Construction of a Novel Human Motor Neuron Model Using iPSCs

Induction of Motor Neuron Differentiation from ALS Patient iPSCs

Through collaborative research with Professor Hedeyuki Okano of Keio University, Professor Hiroaki Miyajima of Hamamatsu Medical University, and Professor Masashi Aoki of Tohoku University, our group has successfully established a culture method for inducing neurons with the characteristics of upper motor neurons from human iPSCs. Inducing differentiation of iPSCs into upper and lower motor neuron-like neurons has revealed selective cell death of upper motor neuron-like neurons in response to various stresses in type 2 ALS patients. These results suggest that human iPSC-derived upper motor neuron-like neurons could serve as a model for upper motor neuron degeneration in ALS patients. Currently, we are conducting cell function analysis focusing on ALS2 molecular network abnormalities to elucidate the molecular mechanisms of upper motor neuron degeneration in ALS patients.

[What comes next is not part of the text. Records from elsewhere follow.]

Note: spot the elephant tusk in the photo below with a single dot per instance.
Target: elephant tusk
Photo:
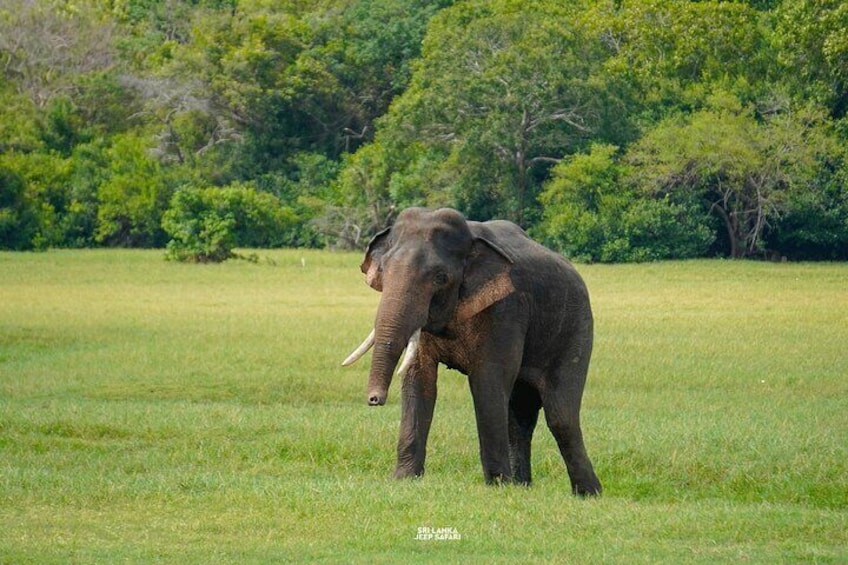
(360, 351)
(411, 352)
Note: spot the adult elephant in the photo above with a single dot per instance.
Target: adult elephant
(485, 299)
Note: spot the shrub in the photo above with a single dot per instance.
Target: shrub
(206, 224)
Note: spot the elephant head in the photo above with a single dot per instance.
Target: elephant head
(432, 271)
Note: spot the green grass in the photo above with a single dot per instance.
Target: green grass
(159, 412)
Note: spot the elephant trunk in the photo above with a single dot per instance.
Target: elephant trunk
(398, 326)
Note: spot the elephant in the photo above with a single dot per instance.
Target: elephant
(485, 299)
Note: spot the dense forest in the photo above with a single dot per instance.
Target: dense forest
(611, 130)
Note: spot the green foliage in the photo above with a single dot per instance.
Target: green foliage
(133, 195)
(349, 110)
(205, 224)
(184, 415)
(592, 214)
(742, 170)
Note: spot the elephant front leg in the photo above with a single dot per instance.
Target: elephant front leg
(418, 402)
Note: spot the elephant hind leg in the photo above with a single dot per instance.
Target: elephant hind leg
(563, 419)
(524, 405)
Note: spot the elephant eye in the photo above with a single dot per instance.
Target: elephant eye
(440, 279)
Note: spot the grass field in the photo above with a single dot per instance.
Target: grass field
(160, 412)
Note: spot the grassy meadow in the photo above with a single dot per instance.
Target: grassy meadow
(160, 412)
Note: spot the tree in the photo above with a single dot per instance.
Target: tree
(501, 92)
(593, 212)
(743, 169)
(133, 195)
(813, 47)
(46, 46)
(206, 224)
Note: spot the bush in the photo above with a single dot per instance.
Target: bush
(592, 213)
(206, 224)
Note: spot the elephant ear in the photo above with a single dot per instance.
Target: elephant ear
(373, 255)
(486, 279)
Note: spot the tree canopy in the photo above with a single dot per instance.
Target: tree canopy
(612, 130)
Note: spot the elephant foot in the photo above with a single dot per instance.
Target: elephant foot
(499, 479)
(408, 473)
(591, 487)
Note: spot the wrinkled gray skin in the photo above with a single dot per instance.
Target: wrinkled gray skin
(510, 314)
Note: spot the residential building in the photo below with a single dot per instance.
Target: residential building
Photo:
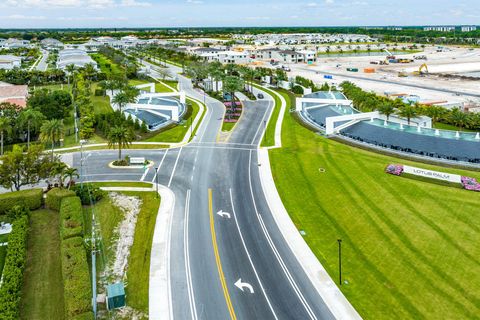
(468, 28)
(51, 44)
(290, 56)
(78, 58)
(14, 94)
(8, 62)
(13, 43)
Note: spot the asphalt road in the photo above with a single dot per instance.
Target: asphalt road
(228, 258)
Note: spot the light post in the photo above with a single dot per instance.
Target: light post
(156, 180)
(339, 261)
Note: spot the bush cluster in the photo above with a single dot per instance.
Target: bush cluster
(10, 291)
(32, 199)
(71, 218)
(55, 196)
(76, 277)
(87, 192)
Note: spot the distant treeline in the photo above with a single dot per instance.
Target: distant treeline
(415, 34)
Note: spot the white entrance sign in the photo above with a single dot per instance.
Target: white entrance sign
(455, 178)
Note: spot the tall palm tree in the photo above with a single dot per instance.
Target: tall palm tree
(121, 137)
(32, 119)
(5, 129)
(386, 109)
(70, 173)
(52, 131)
(408, 111)
(70, 72)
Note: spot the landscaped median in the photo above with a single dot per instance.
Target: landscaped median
(409, 247)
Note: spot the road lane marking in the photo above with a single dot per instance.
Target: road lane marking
(159, 166)
(174, 167)
(250, 258)
(290, 279)
(261, 124)
(186, 253)
(217, 258)
(242, 285)
(144, 174)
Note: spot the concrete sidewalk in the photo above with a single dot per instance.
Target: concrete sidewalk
(325, 286)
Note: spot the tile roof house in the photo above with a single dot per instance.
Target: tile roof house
(16, 94)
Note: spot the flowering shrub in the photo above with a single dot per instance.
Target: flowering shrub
(395, 169)
(470, 184)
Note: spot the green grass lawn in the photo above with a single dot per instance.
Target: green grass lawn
(175, 133)
(269, 138)
(410, 247)
(42, 295)
(444, 126)
(138, 273)
(132, 184)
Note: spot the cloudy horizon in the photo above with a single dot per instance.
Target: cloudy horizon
(222, 13)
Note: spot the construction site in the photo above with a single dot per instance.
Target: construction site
(436, 75)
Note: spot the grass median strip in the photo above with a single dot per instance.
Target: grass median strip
(409, 246)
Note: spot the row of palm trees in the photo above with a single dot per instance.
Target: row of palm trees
(369, 101)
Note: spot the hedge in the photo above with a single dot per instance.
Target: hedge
(31, 198)
(76, 278)
(55, 196)
(84, 316)
(71, 218)
(10, 291)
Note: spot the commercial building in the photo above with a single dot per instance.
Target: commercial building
(16, 94)
(76, 57)
(8, 62)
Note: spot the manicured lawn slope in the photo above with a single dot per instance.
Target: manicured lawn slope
(410, 248)
(42, 295)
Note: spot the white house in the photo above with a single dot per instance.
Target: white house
(8, 62)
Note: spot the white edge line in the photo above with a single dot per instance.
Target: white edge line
(288, 275)
(250, 259)
(336, 302)
(174, 168)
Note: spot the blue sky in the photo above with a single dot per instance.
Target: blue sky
(194, 13)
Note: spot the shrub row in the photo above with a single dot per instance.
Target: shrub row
(71, 218)
(55, 196)
(31, 199)
(75, 273)
(76, 278)
(10, 291)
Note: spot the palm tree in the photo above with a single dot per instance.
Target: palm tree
(52, 131)
(120, 136)
(386, 109)
(458, 118)
(5, 128)
(70, 71)
(32, 119)
(407, 111)
(125, 96)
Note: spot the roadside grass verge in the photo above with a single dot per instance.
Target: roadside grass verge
(138, 273)
(410, 247)
(132, 184)
(42, 294)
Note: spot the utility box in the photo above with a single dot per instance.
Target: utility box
(115, 295)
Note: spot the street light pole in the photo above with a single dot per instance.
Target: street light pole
(156, 179)
(339, 261)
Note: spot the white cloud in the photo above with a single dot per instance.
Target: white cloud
(23, 17)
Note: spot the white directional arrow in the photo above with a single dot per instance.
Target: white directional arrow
(241, 285)
(223, 214)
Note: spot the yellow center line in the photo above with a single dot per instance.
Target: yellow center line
(217, 258)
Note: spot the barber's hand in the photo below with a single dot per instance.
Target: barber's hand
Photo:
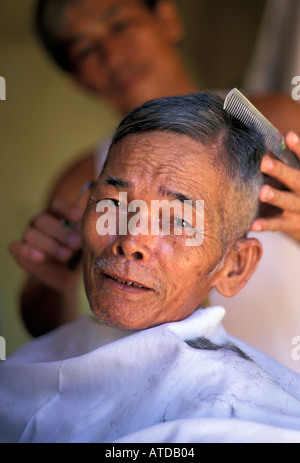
(49, 246)
(288, 221)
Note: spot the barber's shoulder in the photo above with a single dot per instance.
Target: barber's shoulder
(74, 177)
(280, 109)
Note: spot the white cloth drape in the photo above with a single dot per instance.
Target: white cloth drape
(90, 383)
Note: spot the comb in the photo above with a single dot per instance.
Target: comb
(238, 106)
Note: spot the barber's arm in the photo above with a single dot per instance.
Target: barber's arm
(50, 296)
(288, 221)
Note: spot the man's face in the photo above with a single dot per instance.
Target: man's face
(173, 279)
(121, 50)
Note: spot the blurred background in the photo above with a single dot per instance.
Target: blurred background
(46, 119)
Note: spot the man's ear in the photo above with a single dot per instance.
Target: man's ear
(240, 263)
(168, 15)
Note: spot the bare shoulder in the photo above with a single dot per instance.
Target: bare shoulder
(280, 109)
(74, 177)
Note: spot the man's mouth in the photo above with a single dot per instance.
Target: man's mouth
(126, 283)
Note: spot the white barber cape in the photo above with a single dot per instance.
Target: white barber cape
(88, 383)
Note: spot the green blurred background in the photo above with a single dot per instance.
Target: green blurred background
(46, 120)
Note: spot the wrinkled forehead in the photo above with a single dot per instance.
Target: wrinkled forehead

Analysis of Axonal Organelle Dynamics Using Microfluidic Devices

To elucidate the association between ALS onset and transport abnormalities of autophagosomes and mitochondria, we are conducting an analysis of axonal organelle dynamics using microfluidic devices in collaboration with Professor Hiroshi Kimura of Micro/Nano Technology Center at Tokai University. Specifically, the microfluidic device controls the polarity of ALS mouse model and human iPSC-derived neuronal cells (refer to the figure below), allowing the temporal and quantitative measurement of transport of acidified vesicles and mitochondria, including autophagosomes, within axons. The goal of this research is to reveal the early abnormalities at the molecular and cellular levels before disease onset.

Other Research Topics

Development of a Novel ALS Therapeutic Drug Screening System

Focusing on the autophagy-lysosome system as a therapeutic target for ALS, we aim to establish a drug screening system based on the quantitative measurement of "degradation of abnormal proteins and maintenance of cellular organelle homeostasis through membrane vesicle transport." Currently, we are developing a monitoring method for autophagy-lysosome system at the molecular and cellular levels using mKeima-Red-LC3B transgenic mice.